Später zeigte sich Dr. Krokotsch des MDK Nord seinem Kollegen gegenüber verständnisvoll und wiederholte das Anliegen jetzt etwas sachlicher als „Message of the day“: „Bitte glauben sie mir, dass der MDK unabhängig ist“. Nun macht es schon misstrauisch, wenn jemand von uns verlangt, dass wir etwas glauben sollen. Es ist keine Glaubensfrage, ob der MDK unabhängig ist, sondern eine Sachfrage. Don’t tell me, show me!

Dabei hat gerade der MDK Nord in der rezenten Vergangenheit Anlass gegeben, seine Unabhängigkeit anzuzweifeln. Der Verwaltungsrat des MDK Nord besteht ausschließlich aus Vertretern der Kostenträger. Da der Verwaltungsrat über die Besetzung der Führungspositionen entscheidet, ist diese Struktur wohl kein Beleg für Unabhängigkeit!

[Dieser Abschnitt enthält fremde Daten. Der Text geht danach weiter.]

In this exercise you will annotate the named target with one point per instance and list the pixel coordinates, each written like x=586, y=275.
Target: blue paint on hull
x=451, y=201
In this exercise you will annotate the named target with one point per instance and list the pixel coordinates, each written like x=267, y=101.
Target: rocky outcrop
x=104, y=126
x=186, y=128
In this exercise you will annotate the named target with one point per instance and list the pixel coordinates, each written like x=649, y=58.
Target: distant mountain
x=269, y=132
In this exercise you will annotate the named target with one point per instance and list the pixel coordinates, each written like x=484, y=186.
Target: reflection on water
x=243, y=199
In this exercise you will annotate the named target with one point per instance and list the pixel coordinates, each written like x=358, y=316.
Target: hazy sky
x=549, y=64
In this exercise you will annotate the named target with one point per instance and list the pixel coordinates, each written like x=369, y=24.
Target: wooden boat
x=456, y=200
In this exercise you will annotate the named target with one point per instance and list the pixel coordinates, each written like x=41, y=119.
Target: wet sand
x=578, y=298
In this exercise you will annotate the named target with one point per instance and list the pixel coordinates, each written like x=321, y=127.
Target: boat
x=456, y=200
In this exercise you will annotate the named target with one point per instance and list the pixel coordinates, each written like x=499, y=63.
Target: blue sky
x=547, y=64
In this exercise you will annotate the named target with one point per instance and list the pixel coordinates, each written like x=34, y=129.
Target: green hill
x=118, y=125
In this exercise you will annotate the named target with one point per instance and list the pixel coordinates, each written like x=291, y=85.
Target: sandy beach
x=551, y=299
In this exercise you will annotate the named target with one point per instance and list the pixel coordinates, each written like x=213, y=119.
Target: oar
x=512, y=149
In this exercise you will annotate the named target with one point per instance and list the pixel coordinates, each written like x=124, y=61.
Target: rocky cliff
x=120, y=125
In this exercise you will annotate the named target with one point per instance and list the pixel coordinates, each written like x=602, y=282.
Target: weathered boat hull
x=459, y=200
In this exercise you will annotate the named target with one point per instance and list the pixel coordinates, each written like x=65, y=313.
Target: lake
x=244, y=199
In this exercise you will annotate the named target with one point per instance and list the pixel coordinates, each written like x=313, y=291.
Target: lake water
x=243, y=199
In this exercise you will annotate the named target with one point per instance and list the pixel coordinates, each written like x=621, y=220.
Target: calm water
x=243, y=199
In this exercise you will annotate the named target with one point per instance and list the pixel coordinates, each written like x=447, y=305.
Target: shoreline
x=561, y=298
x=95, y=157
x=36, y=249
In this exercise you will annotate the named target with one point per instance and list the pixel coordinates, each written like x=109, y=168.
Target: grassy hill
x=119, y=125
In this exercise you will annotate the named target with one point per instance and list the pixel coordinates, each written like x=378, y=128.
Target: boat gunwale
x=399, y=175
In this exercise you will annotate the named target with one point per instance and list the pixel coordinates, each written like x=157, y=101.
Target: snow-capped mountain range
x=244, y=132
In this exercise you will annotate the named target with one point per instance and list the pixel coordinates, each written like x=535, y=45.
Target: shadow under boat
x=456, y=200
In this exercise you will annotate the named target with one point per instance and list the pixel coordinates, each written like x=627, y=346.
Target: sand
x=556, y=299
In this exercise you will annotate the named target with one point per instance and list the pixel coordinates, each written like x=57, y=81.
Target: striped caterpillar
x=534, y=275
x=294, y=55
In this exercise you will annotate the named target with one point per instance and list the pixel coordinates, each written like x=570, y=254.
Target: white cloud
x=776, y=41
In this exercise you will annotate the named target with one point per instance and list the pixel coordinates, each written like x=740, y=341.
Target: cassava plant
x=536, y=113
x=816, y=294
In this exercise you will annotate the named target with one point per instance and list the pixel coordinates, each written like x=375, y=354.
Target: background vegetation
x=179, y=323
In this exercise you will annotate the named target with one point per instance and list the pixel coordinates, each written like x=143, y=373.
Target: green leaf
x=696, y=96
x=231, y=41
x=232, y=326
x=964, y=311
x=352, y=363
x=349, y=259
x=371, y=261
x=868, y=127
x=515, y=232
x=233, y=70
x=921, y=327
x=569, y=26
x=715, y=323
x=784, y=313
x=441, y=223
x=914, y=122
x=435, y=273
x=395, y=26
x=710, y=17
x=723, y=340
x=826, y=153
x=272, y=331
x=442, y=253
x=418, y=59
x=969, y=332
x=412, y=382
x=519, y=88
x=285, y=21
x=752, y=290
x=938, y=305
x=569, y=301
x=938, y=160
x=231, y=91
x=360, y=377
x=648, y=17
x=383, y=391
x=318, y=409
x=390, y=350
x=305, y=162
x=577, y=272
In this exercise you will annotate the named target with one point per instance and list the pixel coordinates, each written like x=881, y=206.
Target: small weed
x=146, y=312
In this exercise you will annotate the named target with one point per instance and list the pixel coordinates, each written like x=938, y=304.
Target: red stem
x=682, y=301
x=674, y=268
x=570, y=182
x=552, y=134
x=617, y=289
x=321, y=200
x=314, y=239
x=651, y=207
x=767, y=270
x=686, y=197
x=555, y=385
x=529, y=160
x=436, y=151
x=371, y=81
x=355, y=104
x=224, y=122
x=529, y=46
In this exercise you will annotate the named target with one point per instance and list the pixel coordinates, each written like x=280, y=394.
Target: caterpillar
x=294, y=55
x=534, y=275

Auch die Ergebnisse der Begutachtungsarbeit des MDK Nord sprechen nicht für eine vollkommene Unabhängigkeit. Bei den „Strukturprüfungen“ für die Komplexbehandlungen fallen im Norden überraschend viele Kliniken durch. Dabei tut sich der MDK Nord durch Interpretationen des OPS hervor, die weit über den Wortlaut hinaus gehen: Wo ein „geriatrisches Team unter fachärztlicher Behandlungsleitung“ beschrieben ist, fordert der MDK Nord eine 24-stündige Anwesenheit eines Facharztes für Geriatrie. Wo der OPS eine besonders qualifizierte Pflegekraft im Behandlungsteam beschreibt, fordert der MDK Nord eine solche Pflegekraft in jeder Schicht.

Da ist es nachvollziehbar, dass gerade dieser MDK auf seiner Webseite und bei Vorträgen, das unwiderstehliche Bedürfnis hat, seine Unabhängigkeit zu beschwören. Um glaubwürdig zu werden, reichen inbrünstige Appelle und unsachliche Zwischenrufe jedoch nicht aus!

Screenshot der Webseite des MDK-Nord (24.03.2019)

Auch Prof. Hauck vom BSG hatte am nächsten Tag Mühe, seinen Ärger zu verbergen. Seine Rechtsprechung zur Transportdauer im Zusammenhang mit der Komplexbehandlung des akuten Schlaganfalls wurde verschiedentlich kritisiert. Außerdem legte Nicole Wagner (Rechtsanwältin) in einem hervorragenden Beitrag ihre Finger präzise in die offenen Wunden der tendenziösen Rechtsprechung des ersten Senats BSG.

In einer Reaktion auf Fragen wollte Prof. Hauck einiges klarstellen. Er betonte, dass das Bundesverfassungsgericht seine Rechtsprechung vollumfänglich bestätigt habe. Das stimmt nicht ganz: Das Verfassungsgericht hat festgestellt, dass das BSG sicherlich auch anders hätte urteilen können. Die Rechtsprechung war dennoch nicht verfassungswidrig, so das BVerfG. „Vollumfänglich“ klingt anders.

Dann äußerte sich Prof Hauck noch zu der Frage des 30-minütigen Transportabstands, den der erste Senat so restriktiv ausgelegt hatte, dass kein einziges Krankenhaus das Mindestmerkmal erfüllen kann. Die 30 Minuten kämen nicht von ihm, sagte er. Vielmehr stand das im OPS-Katalog. Da der Grundsatz „time is brain“ gelte, müsse man die 30 Minuten weitgreifend deuten. Da kann die Qualität der Versorgung nicht egal sein und sie müsse wichtiger sein als Erlöse, so der Rechtsgelehrte.

Dabei argumentiert der Präsident am Kern der Sache vorbei: Das BSG verlangt aus Unwissen um die Lebenswirklichkeit in der Intensivmedizin Unmögliches. Bei der Verlegung eines intensivmedizinisch versorgten Patienten vergehen zwischen Anforderung des Transportmittels und Übergabe im übernehmenden Krankenhaus immer mehr als 30 Minuten. Mit “Erlös auf Kosten der Qualität” hat das nichts zu tun. Für Professor Hauck kommt diese Erkenntnis zu spät; ihm bleibt nichts anderes übrig, als sich trotzig an seine Rechtsprechung zu klammern. Einmal mehr hat seine Abneigung gegen ärztliche Sachverständige Chaos im Krankenhausleistungsrecht ausgelöst. Wer nicht fragt bleibt eben dumm.